Sunday, December 30, 2018

The District 5 election: A preview

From the SF Examiner:
The election to choose the next representative for the Fillmore and Haight on the Board of Supervisors is nearly a year away, but candidates are already raising money and pitching voters in 2019’s only supervisorial race (Attention turns to D5, where SF’s only supervisorial race of 2019 is underway).
The three candidates are raising money and "pitching voters" long before they've made a serious attempt at telling us what they stand for:
For tenant rights attorney and progressive candidate Dean Preston, it’s nothing new. He ran in 2016 against then District 5 supervisor and board president London Breed, who is now mayor, and picked up 47.6 percent of the vote, losing by only 1,784 votes. His volunteer team has remained active since then with efforts around neighborhood projects and political measures.
Preston's strong showing in 2016 was more about Breed's weakness than his strength, as I pointed out after the election. Preston had a strong ground game, with volunteers who helped him get name recognition in the district. But as I pointed out during the campaign, he was timid on the issues and ran an essentially one-issue campaign:
Some suggest Preston’s strong showing in 2016 gives him the edge over current Supervisor Vallie Brown, who Breed appointed in July 2018 to the seat she vacated after her election as mayor...Brown was a legislative aide to Breed and prior to that, an aide to former District 5 Supervisor Ross Mirkarimi.
Working for both Mirkarimi and Breed is not an impressive political resume, since both were awful supervisors (see this and this), though the Murk was a pretty good sheriff before City Hall destroyed his political career based on political hysteria over a rather innocuous domestic dispute:
During the District 5 contest, Brown’s independence from the moderate Breed could be an issue in the left-leaning district. But there’s plenty of time for Brown to become “embedded in the community” as the supervisor and distance herself from Breed by having her “own record, if she does it right,” according to [Jim]Ross. After six months on the job, Brown is seemingly hitting the right notes. “I’m voting what I think is right,” Brown said. “I had the progressives tell me I’ve been voting more of a progressive agenda.”
What about Brown's record? Presumably Brown was intimately involved in the Masonic Avenue fiasco. And can we have some names of "progressives" who approve of her voting record? Brown's "independence" is not the issue. Instead it's about how she helped both Breed and Mirkarimi be awful supervisors:
She[Brown] toted[sic] her ability to pass once stalled legislation to permit greater housing density along the Divisadero corridor in exchange for making 20 percent of the units below market rate. She said that was the “highest affordability without developers walking away.” Her secret? “I went out and talked to everyone,” Brown said. “I also talked with developers.” In the end, she believes she was able to gain 90 percent of residents’ support for the proposal.
What exactly does "affordability" really mean in gentrifying San Francisco? And where/when did Brown get "90 percent of residents' support"? Brown and Preston will both need to tell us what they think about the "density" issue, particularly Scott Wiener's ongoing attempt to allow the state to control how California's cities create housing.

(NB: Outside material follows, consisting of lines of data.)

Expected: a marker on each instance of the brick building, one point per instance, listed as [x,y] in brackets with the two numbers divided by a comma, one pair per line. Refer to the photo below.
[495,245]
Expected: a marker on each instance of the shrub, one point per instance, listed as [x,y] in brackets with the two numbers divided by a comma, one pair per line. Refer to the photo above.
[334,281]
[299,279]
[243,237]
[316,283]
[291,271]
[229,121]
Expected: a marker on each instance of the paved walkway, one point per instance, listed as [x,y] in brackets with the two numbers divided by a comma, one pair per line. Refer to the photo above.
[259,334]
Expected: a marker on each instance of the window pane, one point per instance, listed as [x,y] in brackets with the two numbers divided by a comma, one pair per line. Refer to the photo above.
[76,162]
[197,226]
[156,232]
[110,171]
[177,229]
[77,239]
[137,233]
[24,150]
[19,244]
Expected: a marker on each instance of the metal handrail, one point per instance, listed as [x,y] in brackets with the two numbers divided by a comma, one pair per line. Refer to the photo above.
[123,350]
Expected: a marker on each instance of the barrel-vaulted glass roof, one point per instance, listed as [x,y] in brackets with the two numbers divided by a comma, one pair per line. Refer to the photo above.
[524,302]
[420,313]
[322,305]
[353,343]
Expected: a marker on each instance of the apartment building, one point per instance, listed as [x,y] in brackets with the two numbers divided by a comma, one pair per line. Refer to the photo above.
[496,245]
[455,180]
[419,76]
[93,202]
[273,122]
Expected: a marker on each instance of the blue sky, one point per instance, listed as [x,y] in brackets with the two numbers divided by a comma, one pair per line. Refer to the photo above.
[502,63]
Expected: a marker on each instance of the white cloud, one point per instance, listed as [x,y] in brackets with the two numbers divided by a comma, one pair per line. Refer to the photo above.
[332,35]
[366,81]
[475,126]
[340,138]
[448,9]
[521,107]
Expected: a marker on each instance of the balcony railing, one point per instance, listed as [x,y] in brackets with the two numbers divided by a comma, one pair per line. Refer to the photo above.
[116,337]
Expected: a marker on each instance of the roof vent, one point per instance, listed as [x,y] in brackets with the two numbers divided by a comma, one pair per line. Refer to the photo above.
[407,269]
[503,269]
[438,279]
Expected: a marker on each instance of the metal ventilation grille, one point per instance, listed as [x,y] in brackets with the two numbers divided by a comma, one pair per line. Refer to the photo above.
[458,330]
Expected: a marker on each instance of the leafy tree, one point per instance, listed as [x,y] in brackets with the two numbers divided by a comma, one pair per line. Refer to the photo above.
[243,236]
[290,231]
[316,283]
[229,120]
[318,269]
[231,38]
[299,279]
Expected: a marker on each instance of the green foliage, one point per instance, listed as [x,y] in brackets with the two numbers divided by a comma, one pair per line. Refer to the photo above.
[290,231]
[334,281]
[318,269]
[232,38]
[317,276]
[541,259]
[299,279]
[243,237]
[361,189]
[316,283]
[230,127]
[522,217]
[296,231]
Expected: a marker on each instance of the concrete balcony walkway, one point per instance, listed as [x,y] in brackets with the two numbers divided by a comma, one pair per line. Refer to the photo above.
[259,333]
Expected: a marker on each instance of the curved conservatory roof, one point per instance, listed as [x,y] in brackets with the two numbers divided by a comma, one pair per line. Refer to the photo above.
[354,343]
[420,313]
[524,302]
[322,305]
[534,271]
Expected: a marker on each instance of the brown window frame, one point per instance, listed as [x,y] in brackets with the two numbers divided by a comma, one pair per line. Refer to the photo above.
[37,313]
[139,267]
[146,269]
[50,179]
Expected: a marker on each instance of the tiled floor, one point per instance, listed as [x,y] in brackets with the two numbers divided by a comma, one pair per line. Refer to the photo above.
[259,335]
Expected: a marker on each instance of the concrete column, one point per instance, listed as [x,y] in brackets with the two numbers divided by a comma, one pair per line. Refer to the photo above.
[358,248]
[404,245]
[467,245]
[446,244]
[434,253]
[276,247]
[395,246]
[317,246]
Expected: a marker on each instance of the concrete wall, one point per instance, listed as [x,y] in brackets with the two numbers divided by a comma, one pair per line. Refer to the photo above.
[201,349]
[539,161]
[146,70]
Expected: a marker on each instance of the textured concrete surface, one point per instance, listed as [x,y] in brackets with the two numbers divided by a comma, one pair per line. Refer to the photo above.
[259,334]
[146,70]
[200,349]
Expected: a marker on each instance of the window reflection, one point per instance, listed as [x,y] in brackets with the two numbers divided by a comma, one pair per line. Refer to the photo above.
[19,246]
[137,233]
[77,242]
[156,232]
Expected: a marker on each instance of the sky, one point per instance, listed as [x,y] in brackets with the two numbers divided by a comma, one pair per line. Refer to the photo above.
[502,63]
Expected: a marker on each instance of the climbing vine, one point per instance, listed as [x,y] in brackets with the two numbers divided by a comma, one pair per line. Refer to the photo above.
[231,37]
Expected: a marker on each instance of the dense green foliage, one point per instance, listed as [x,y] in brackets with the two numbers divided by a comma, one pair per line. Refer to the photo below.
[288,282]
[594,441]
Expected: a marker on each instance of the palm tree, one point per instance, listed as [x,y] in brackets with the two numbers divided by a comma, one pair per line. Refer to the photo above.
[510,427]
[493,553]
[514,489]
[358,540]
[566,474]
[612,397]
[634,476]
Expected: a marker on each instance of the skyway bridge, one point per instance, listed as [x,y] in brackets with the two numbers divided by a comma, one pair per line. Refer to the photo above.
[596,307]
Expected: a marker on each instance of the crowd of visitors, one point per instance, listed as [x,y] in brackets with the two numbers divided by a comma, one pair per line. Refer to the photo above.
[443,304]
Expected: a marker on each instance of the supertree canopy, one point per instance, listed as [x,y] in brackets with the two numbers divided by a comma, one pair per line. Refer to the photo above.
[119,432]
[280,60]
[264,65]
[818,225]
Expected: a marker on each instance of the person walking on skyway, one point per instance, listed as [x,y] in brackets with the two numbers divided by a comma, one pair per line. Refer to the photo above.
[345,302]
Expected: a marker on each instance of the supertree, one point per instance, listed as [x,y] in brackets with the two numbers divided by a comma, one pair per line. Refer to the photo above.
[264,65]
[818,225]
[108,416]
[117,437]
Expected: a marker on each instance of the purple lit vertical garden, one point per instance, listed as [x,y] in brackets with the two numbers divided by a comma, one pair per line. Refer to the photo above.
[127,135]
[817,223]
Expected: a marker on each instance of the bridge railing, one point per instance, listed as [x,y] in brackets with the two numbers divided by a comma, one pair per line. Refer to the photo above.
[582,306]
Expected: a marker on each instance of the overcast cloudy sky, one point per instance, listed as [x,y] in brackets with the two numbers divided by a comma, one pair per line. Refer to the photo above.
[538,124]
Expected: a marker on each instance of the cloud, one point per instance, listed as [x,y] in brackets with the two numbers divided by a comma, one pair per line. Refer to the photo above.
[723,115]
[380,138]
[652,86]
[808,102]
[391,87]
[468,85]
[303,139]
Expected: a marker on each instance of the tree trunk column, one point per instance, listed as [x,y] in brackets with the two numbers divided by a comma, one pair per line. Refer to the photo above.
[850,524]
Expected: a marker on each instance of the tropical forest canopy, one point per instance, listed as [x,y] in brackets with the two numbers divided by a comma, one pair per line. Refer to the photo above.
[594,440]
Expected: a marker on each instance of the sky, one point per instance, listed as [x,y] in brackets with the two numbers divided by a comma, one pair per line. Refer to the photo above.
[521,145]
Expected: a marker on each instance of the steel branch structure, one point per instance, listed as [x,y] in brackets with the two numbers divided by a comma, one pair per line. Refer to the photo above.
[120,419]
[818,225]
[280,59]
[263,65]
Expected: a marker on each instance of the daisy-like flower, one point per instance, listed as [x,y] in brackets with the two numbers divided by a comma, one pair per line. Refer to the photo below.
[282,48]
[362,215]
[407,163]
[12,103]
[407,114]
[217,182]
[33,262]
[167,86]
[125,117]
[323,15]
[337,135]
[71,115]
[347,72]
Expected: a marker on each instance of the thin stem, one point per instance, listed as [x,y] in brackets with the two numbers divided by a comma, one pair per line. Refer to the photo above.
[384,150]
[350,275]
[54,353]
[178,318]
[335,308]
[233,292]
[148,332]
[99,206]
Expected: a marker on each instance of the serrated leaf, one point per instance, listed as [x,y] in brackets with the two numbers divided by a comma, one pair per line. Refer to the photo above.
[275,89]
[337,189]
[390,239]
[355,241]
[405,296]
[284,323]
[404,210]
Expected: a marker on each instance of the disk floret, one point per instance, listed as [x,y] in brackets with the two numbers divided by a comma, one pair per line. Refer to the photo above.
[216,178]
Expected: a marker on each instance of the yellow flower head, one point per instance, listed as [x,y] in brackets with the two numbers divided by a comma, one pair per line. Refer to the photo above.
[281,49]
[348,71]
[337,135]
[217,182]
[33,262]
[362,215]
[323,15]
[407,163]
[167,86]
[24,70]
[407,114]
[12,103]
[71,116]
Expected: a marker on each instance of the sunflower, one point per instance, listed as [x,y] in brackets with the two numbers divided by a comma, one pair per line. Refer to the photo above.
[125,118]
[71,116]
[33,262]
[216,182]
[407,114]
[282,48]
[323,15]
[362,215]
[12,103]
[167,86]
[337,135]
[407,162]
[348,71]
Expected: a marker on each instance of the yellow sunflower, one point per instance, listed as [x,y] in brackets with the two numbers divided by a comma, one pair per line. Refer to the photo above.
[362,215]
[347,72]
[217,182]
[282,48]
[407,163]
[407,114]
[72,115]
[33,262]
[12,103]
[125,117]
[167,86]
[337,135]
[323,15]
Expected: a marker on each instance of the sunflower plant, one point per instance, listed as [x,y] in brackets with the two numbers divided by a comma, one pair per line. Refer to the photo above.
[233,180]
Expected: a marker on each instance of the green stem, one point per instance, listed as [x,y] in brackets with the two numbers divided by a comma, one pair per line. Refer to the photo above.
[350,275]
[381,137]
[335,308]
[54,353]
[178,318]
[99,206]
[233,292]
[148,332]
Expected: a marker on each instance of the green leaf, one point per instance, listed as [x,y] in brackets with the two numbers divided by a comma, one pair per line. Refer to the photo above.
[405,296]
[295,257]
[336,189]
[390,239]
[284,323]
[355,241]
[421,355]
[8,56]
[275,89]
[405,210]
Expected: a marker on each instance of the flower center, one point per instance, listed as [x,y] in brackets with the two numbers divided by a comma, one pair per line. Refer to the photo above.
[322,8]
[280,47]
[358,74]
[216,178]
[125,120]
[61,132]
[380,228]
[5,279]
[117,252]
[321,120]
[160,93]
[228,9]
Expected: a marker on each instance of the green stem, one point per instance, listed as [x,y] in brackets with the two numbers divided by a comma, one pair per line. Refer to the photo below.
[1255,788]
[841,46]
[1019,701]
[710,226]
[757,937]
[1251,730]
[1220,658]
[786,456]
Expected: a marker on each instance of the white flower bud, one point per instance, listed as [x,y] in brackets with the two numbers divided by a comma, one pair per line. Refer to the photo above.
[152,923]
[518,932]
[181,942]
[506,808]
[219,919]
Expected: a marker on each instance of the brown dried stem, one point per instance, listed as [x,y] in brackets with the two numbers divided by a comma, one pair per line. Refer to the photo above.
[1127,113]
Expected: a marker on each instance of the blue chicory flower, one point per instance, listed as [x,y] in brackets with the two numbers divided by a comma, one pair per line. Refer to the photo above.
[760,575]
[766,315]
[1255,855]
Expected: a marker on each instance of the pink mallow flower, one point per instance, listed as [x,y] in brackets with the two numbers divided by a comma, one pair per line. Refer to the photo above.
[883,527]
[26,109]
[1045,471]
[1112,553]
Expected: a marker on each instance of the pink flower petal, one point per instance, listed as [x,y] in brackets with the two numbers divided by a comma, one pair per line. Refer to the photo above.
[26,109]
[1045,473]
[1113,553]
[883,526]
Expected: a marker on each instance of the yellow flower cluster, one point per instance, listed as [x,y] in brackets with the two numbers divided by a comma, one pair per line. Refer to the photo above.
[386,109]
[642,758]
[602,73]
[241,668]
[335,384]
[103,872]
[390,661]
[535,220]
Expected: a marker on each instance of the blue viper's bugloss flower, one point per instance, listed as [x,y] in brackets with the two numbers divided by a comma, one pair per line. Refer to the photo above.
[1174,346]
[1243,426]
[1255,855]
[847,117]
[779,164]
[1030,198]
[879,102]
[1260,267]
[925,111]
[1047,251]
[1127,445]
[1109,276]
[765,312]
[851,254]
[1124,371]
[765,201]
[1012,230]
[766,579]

All three candidates need to be questioned about development in general in the city, including on Treasure Island, the Market and Octavia Plan, and 19th Avenue:
“A lot of the issues are really similar now,” Preston said. “I don’t think anything’s changed — homelessness, fear of displacement, lack of affordable housing.”
Those issues are all about housing, which of course is the most important issue facing the city. But Preston has never taken a stand on the Masonic Avenue bike project or the Geary BRT project. Apparently he doesn't think development and transportation are closely related.

And what exactly does Preston mean by calling himself a "socialist"? Seems like a clumsy attempt to capitalize on the advent of Bernie Sanders in 2016 (Defining "socialism" for District 5 and San Francisco): 
Shanell Williams, a City College of San Francisco trustee who was born and raised in the district, is also running and recently held a fundraiser that drew around 40 residents...Williams wants to put community health at the center of her platform, which means a focus on services around mental health and substance use and affordable health care. Employed as a UCSF Preterm Birth Initiative community engagement specialist, she entered the race after Preston and Brown and is currently “developing a policy platform.”
Declaring yourself a candidate before you have done some serious thinking about the issues puts the cart before the horse. And does District 5---or the city, for that matter---have serious issues on health care? Perhaps, but Williams needs to also tell us where she stands on housing, development, and transportation.

Maybe we'll find out this year how left-wing District 5 really is.